そして、明日早朝はトルコ×クロアチア戦です。トルコといえば、、、
以前、トルコ人は親日家が多いと聞いたことがあります。
みなさんは、エルトゥールル号遭難事件を知っていますか?
1890年、和歌山県の大島沖でトルコ軍艦エルトゥールル号が台風によって遭難した事件です。
灯台守から船が遭難したとの知らせを聞いた大島の人々は、総出で必死に海に投げ出された乗組員を救助しました。
海面にはおびただしい船の破片と遺体が見え、それは目をそむけたくなる光景でした。
乗組員は600名。そのうち助かった人は69名でした。
助かったトルコ人は、村に収容されましたが、村は貧しく、当時は電気、水道、ガス、電話などはもちろんなく、井戸もなく、水は雨水を利用していました。
ただ各家庭では、非常食としてにわとりを飼っていました。このような村落に、69名もの外国人が収容されましたが、貧しいうえ、台風で漁ができなかったため、とうとう食料が尽きてしまいました。
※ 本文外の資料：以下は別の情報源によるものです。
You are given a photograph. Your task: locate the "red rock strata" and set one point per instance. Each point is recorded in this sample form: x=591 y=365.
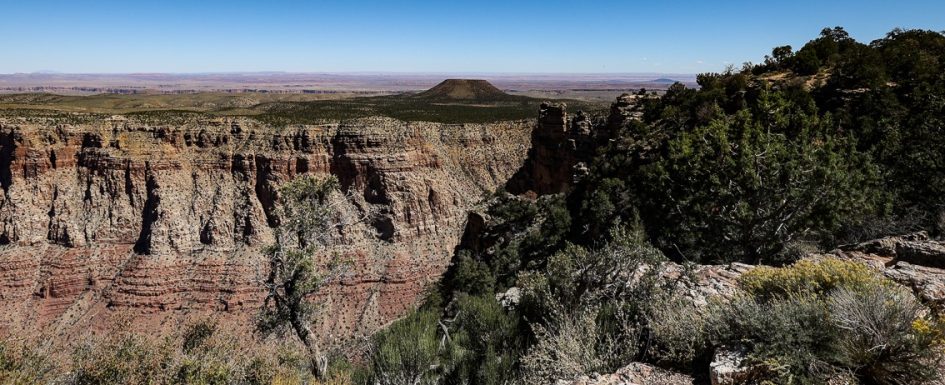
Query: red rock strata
x=120 y=217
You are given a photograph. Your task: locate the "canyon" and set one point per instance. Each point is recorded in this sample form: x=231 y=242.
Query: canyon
x=124 y=218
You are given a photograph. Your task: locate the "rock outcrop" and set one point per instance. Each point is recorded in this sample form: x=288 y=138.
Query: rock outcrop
x=561 y=148
x=159 y=222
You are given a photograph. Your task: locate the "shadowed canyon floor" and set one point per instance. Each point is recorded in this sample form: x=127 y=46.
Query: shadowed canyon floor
x=158 y=222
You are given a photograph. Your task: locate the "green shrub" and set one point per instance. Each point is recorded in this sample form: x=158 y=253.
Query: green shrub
x=678 y=331
x=884 y=337
x=407 y=352
x=22 y=366
x=571 y=345
x=123 y=359
x=808 y=277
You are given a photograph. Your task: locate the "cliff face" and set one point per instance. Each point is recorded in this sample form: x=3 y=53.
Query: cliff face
x=120 y=218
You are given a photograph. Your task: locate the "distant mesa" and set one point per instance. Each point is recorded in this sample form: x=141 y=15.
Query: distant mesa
x=464 y=90
x=663 y=81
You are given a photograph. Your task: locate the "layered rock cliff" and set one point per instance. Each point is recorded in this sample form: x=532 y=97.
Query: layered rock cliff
x=123 y=218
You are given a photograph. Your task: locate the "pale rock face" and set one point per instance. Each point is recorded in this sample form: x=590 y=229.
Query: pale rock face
x=165 y=222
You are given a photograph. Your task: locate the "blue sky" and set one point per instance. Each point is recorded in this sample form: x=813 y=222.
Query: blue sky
x=427 y=36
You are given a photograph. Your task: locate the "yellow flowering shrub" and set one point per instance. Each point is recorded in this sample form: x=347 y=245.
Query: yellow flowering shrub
x=807 y=277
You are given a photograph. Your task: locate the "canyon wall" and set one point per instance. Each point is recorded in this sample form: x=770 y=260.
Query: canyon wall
x=156 y=223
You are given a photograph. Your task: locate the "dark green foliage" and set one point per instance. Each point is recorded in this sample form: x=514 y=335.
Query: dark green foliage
x=520 y=235
x=491 y=338
x=741 y=187
x=307 y=220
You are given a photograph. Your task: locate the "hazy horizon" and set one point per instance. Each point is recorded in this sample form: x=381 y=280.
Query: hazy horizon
x=178 y=37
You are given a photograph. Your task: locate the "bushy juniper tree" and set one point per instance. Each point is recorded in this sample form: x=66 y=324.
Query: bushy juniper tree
x=307 y=220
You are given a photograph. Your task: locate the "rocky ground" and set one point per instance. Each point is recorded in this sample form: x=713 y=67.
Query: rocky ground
x=163 y=222
x=912 y=260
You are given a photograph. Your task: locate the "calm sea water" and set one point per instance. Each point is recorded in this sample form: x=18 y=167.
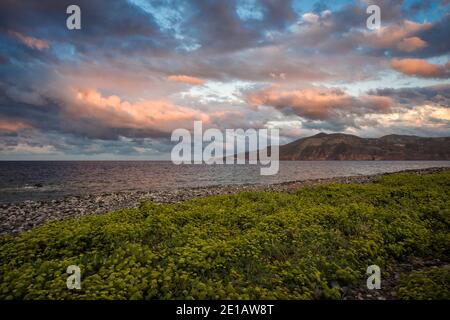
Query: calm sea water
x=27 y=180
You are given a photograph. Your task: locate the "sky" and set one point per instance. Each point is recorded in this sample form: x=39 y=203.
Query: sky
x=139 y=69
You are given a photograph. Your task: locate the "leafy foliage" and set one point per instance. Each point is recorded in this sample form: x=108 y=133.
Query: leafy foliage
x=303 y=245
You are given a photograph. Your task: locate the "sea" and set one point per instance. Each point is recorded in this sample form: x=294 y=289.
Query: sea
x=48 y=180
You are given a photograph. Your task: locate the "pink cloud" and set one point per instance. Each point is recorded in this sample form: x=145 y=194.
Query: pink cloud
x=421 y=68
x=186 y=79
x=31 y=42
x=114 y=112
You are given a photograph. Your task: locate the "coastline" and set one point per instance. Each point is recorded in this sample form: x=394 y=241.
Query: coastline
x=23 y=216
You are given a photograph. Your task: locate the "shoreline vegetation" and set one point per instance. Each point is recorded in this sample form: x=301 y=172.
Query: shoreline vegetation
x=22 y=216
x=297 y=240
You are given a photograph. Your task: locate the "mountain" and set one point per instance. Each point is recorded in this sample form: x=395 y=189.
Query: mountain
x=339 y=146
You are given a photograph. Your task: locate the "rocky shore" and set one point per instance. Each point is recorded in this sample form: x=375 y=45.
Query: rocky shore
x=18 y=217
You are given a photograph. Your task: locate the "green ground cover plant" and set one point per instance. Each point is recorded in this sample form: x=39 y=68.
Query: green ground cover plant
x=307 y=244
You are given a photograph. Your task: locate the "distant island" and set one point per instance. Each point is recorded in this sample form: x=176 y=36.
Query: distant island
x=338 y=146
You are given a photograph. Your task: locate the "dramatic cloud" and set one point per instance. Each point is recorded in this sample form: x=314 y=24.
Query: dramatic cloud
x=30 y=41
x=186 y=79
x=138 y=69
x=318 y=103
x=421 y=68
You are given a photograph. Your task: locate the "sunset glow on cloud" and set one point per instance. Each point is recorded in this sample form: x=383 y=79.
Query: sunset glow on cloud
x=128 y=79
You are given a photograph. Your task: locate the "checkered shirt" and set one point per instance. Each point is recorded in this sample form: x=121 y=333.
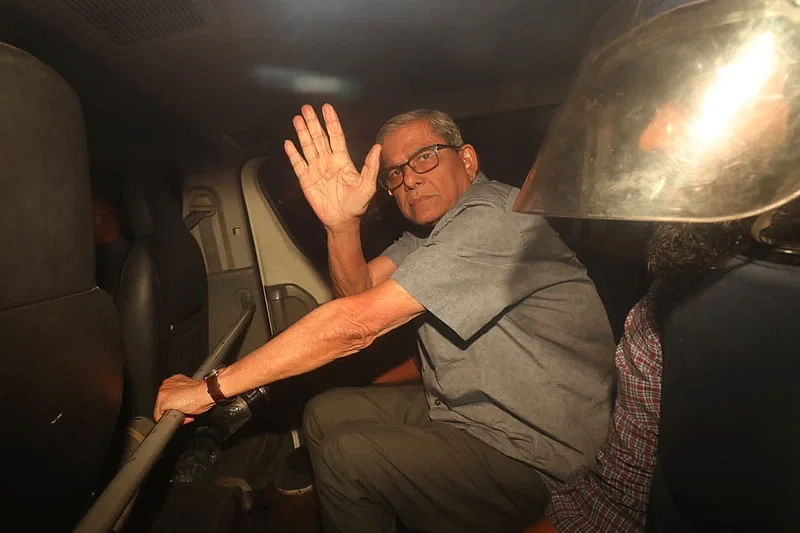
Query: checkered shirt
x=613 y=497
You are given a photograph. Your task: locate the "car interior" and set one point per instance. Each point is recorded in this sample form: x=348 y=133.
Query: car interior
x=150 y=219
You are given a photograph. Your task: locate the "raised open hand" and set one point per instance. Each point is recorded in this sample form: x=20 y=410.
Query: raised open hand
x=337 y=192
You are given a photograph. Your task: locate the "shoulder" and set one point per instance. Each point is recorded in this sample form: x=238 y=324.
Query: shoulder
x=485 y=215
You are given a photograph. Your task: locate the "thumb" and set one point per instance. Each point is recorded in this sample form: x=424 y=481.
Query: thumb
x=372 y=164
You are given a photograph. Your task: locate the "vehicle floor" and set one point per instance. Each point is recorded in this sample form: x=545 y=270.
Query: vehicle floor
x=235 y=493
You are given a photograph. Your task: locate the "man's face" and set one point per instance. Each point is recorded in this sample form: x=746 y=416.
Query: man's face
x=424 y=198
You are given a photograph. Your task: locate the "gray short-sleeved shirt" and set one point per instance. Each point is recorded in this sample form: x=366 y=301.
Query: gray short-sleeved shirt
x=515 y=347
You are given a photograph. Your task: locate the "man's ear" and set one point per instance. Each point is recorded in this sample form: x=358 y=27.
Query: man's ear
x=469 y=157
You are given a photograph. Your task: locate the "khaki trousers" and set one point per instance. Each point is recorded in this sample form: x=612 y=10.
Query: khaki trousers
x=381 y=464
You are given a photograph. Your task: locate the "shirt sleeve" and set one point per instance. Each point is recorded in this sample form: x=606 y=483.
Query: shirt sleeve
x=483 y=260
それでも、村の人たちは最後に残ったにわとりを料理してトルコ人に食べさせたのです。
こうして、トルコ人たちは、一命を取り留めました。
そして次のような後日物語があります。
イラン・イラク戦争の最中、1985年3月17日の出来事。
サダム・フセインが、「今から48時間後に、イランの上空を飛ぶすべての飛行機を撃ち落とす」と、世界に向けて発信しました。
世界各国は自国の救援機を出して救出していたのですが、日本政府は素早い決定ができず、救援機を出すことができませんでした。
空港にいた日本人はパニック状態でした。
そこに、2機のトルコ航空の飛行機が到着。
日本人215名 全員を乗せて成田に向けて飛び立ちました。
それは、タイムリミットの1時間15分前でした。
なぜ、トルコ航空機が来てくれたのか、日本政府もマスコミも知りませんでしたが、前・駐日トルコ大使、ネジアティ・ウトカン氏は次のように語られました。
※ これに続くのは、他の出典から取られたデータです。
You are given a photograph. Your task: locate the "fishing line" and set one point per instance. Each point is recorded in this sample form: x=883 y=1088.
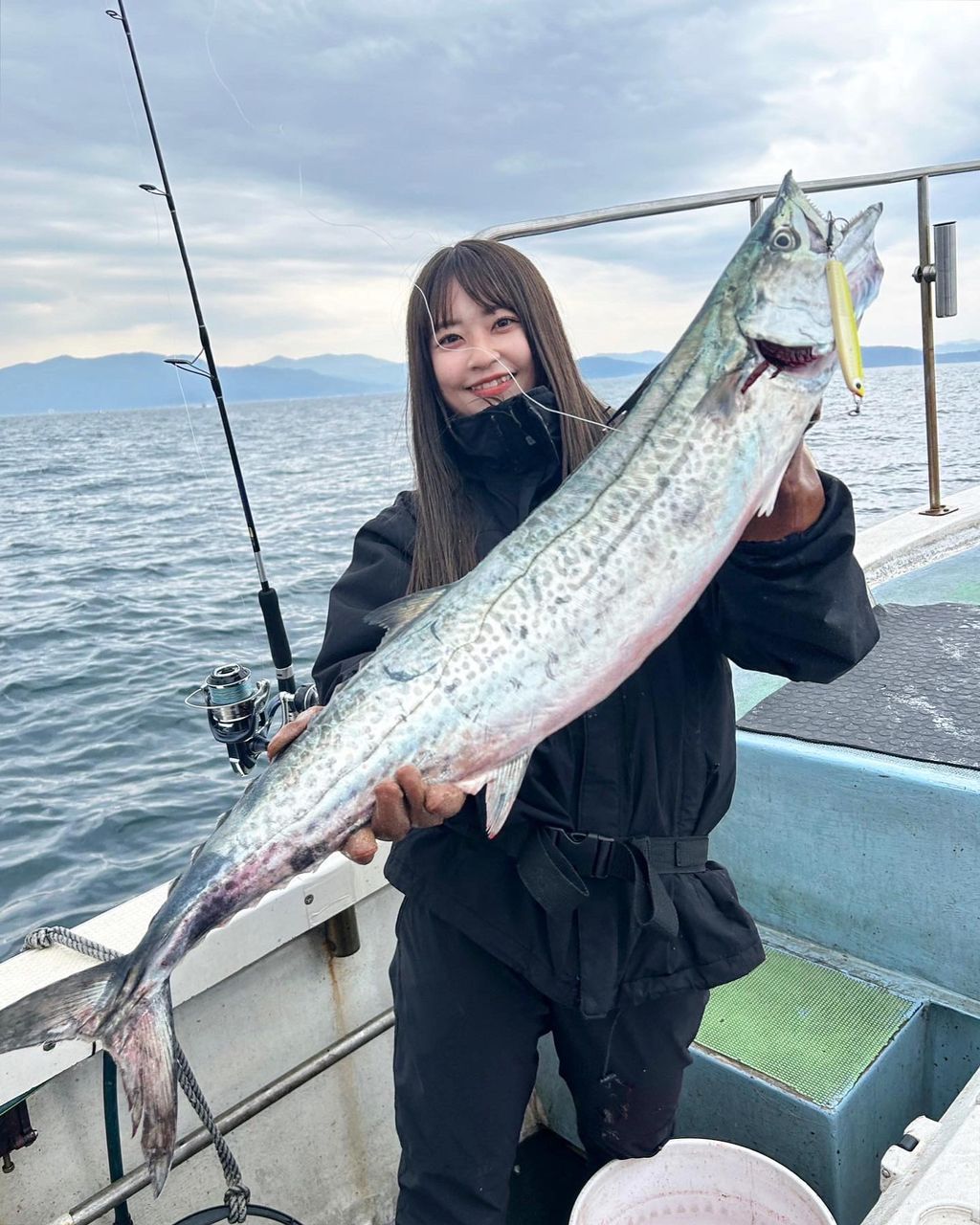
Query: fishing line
x=215 y=511
x=268 y=599
x=478 y=348
x=248 y=628
x=214 y=69
x=301 y=204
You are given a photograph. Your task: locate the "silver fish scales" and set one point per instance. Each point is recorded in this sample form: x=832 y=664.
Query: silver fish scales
x=472 y=678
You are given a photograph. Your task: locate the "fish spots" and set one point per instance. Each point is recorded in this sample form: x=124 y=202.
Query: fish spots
x=302 y=858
「エルトゥールル号の事故に際し、大島の人たちや日本人がなしてくださった献身的な救助活動を、今もトルコの人たちは忘れていません。
私も小学生のころ、歴史教科書で学びました。トルコでは、子どもたちさえ、エルトゥールル号のことを知っています。
今の日本人が知らないだけです。それで、テヘランで困っている日本人を助けようと、トルコ航空機が飛んだのです。」
親日家のトルコ人。それだけではないのでしょうが、理由のひとつになっていると思います。